A critic writing in the Thirties called the Boston Symphony Orchestra ‘one of the wonders of Western civilization’: that was, of course, in SERGE KOUSSEVITZKY’s days, when it produced a sumptuous, full-bodied sound of the greatest splendour. There was no comparable partnership in the United States at the time and Koussevitzky’s record in commissioning new music was peerless. One disc not to be missed is the first performance of the Bartók Concerto for Orchestra broadcast from Boston in December 1944. Not only does it enable us to hear the first and shorter ending, but to hear this work as it has never sounded since. All first performances convey a special excitement as the artists themselves are discovering the music for the first time. But with Koussevitzky, there is the paradox that they also sound as if they have been playing this piece all their lives; the immediacy of discovery being tempered with tremendous authority. The fill-up, Ravel’s orchestration of Mussorgsky’s Pictures (another Koussevitzky commission) has two of the pictures missing from the gallery and a couple of other cuts.

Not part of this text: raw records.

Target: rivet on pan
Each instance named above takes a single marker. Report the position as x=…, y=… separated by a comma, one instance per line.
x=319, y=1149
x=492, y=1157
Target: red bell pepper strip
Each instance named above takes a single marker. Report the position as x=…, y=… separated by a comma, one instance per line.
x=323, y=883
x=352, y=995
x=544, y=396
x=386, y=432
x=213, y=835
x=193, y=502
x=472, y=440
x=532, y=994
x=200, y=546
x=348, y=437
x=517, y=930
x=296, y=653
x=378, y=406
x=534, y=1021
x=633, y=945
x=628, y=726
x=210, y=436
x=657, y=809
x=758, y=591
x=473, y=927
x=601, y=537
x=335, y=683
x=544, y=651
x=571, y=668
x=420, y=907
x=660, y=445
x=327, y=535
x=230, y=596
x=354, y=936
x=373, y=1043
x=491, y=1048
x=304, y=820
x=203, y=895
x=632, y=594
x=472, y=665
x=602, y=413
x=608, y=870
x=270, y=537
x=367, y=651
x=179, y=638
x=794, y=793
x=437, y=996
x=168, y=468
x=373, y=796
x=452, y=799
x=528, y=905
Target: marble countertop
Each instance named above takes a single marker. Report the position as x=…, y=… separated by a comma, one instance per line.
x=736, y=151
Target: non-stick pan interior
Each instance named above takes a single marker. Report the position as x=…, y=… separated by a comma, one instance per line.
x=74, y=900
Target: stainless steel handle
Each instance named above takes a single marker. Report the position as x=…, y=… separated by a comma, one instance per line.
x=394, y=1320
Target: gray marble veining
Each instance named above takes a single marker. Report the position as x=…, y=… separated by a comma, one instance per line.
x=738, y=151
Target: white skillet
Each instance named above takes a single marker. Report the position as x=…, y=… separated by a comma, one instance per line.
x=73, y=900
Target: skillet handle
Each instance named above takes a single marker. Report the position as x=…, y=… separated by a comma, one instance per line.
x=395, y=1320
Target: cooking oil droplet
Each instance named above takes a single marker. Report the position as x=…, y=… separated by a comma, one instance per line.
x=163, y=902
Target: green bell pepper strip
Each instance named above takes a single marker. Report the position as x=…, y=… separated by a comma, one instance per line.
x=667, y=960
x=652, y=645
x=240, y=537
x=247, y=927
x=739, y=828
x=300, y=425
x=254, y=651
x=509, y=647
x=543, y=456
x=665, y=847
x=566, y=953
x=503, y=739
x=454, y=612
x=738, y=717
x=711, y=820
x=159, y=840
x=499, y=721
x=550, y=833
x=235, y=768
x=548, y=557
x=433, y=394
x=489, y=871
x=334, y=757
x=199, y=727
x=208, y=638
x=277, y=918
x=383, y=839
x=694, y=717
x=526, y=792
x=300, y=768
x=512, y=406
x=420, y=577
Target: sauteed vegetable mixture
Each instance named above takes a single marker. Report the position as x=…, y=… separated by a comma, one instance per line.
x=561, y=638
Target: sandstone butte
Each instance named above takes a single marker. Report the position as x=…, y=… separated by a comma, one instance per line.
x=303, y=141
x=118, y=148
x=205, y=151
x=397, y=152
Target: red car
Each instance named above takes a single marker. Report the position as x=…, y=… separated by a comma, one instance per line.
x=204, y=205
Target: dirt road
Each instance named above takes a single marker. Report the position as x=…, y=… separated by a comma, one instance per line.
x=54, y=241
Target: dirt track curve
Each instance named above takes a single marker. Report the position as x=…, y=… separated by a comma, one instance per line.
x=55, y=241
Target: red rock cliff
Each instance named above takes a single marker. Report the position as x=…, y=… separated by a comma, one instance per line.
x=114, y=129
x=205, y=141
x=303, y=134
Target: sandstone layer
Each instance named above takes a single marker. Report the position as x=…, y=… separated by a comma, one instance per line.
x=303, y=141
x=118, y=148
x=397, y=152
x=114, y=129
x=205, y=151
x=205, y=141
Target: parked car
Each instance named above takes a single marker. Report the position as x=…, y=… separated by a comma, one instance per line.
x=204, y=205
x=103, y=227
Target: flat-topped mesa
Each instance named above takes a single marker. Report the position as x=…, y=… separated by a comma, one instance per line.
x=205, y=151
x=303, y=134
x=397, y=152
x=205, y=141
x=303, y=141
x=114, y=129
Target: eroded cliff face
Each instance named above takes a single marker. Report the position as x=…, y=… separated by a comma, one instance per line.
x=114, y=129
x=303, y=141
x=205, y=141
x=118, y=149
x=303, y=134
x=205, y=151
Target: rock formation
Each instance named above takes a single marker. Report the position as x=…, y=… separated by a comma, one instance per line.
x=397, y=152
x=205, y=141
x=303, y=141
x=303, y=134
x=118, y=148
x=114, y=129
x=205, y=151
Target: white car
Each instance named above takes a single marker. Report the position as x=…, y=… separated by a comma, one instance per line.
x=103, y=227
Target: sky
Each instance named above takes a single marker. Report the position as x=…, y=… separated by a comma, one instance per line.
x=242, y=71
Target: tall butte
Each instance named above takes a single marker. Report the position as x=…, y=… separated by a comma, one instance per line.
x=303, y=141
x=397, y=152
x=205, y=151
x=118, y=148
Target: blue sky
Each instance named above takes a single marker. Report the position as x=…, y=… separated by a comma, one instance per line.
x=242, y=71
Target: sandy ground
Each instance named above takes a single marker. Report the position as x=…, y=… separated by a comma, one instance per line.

GUIDO CANTELLI was Toscanini’s chosen heir at the NBC Symphony Orchestra, and the magnificent performances Testament has collected have been reissued many times (except for the splendidly characterised Mathis Symphony). They are just about perfect and no more need be said – save for the all-important fact that they have never sounded better than they do in these fine transfers. In need of greater advocacy, perhaps, since he has never been fashionable, is ANDRÉ CLUYTENS. I bought his 1955 account of the Pastoral Symphony with the Berlin Philharmonic when it first appeared, and thought it beautifully paced and proportioned (finer than the stereo remake), and his 1960 Schubert Unfinished is no less satisfying and has an affecting eloquence. Much care and expertise has been lavished on the transfer.

The two JASCHA HORENSTEIN reissues do not do real justice to this great conductor. The Rite is patrician with the right level of excitement and no playing to the gallery, but the sound is synthetic and unpleasantly shrill at times. The Shostakovich Symphony is a trifle unengaged, though the 1952 mono sound is better than I remembered, but the slightly later Taras Bulba is much more deeply felt.